Menurut Roy, dalam perspektif hukum pidana, pidana adalah ultimum remedium atau jalan terakhir. Dengan demikian, tidak semua tindakan yang bersentuhan dengan ranah pidana harus serta-merta dikriminalisasi, terlebih jika tidak menimbulkan luka fisik maupun kerugian medis yang nyata.
“Peristiwa ini lebih tepat dipahami sebagai ledakan emosi sesaat dalam suasana rapat politik yang panas.
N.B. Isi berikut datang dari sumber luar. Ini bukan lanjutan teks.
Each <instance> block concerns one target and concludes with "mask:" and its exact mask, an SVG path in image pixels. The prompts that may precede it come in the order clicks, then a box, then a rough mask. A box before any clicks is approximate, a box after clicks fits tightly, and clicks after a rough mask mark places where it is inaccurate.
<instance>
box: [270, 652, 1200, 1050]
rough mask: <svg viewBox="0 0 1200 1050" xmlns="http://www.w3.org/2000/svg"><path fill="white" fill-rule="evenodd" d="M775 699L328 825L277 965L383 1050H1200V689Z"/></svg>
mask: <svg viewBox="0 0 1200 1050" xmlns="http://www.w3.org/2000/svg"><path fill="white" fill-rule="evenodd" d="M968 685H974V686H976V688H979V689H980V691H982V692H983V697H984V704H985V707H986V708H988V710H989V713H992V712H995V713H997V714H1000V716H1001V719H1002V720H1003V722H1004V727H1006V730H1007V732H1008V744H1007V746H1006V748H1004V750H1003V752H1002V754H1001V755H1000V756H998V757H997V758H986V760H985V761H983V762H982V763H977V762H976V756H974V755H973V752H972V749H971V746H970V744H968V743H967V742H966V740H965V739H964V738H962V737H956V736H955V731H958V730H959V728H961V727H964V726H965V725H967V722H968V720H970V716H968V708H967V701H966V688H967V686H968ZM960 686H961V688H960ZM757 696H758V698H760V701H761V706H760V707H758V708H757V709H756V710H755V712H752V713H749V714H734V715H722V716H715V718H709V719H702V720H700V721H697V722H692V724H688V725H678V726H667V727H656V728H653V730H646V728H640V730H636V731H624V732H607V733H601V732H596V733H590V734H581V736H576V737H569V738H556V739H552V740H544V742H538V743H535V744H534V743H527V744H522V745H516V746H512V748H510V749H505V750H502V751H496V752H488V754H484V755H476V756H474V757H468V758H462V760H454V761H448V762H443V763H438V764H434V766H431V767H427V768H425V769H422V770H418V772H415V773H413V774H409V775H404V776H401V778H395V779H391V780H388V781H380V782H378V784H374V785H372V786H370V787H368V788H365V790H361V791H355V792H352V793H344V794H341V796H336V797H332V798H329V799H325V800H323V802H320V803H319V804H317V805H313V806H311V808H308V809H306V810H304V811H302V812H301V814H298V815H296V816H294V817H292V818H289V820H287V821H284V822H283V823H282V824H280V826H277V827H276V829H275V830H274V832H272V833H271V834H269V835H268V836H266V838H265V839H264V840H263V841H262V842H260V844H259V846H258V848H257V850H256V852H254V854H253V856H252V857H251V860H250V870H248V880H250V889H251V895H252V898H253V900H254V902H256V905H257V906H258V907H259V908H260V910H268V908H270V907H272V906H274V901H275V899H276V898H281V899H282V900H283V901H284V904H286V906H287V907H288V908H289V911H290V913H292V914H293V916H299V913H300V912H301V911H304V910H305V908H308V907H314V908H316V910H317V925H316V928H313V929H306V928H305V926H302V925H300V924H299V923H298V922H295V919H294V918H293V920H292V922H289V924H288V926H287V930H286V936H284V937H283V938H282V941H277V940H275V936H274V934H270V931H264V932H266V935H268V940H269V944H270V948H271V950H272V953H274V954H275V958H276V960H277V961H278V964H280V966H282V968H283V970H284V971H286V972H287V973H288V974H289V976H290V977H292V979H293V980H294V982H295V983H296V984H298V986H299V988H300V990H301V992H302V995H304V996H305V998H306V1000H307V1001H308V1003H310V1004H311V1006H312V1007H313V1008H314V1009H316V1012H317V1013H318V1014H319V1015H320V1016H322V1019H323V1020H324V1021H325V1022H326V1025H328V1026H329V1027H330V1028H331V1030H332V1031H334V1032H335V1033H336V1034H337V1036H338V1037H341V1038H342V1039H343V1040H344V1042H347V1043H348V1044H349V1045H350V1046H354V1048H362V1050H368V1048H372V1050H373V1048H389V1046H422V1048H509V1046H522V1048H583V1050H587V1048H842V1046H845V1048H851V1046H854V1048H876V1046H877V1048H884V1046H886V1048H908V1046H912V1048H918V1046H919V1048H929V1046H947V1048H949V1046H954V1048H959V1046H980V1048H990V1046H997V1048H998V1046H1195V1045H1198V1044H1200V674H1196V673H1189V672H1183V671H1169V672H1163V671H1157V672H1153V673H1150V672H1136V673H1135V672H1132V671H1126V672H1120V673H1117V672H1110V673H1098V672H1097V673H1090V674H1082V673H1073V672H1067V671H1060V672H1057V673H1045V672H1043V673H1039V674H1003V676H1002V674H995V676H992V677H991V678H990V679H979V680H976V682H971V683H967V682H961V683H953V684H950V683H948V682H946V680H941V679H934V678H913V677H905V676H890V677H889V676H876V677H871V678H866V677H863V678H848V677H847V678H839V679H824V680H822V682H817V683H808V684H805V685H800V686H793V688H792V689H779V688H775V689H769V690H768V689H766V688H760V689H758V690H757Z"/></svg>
Unsur kesengajaan untuk melukai tidak terpenuhi, sehingga belum memenuhi kualifikasi penganiayaan Pasal 351 KUHP,” jelas Roy.
Ia menegaskan, membenarkan sikap ARH tentu tidak berarti membenarkan tindakannya. Namun, penyelesaian terbaik justru lewat jalur etik, musyawarah, dan rekonsiliasi.
“DPRD harus menjadi contoh: keras dalam berdebat, tetapi dewasa dalam menyelesaikan konflik,” tambahnya.
Roy mengingatkan, jika setiap perbedaan pandangan politik di DPRD berakhir di ranah pidana, maka wibawa lembaga perwakilan rakyat justru akan runtuh. Publik bisa kehilangan kepercayaan terhadap DPRD, yang seharusnya menjadi arena adu gagasan, bukan arena adu fisik.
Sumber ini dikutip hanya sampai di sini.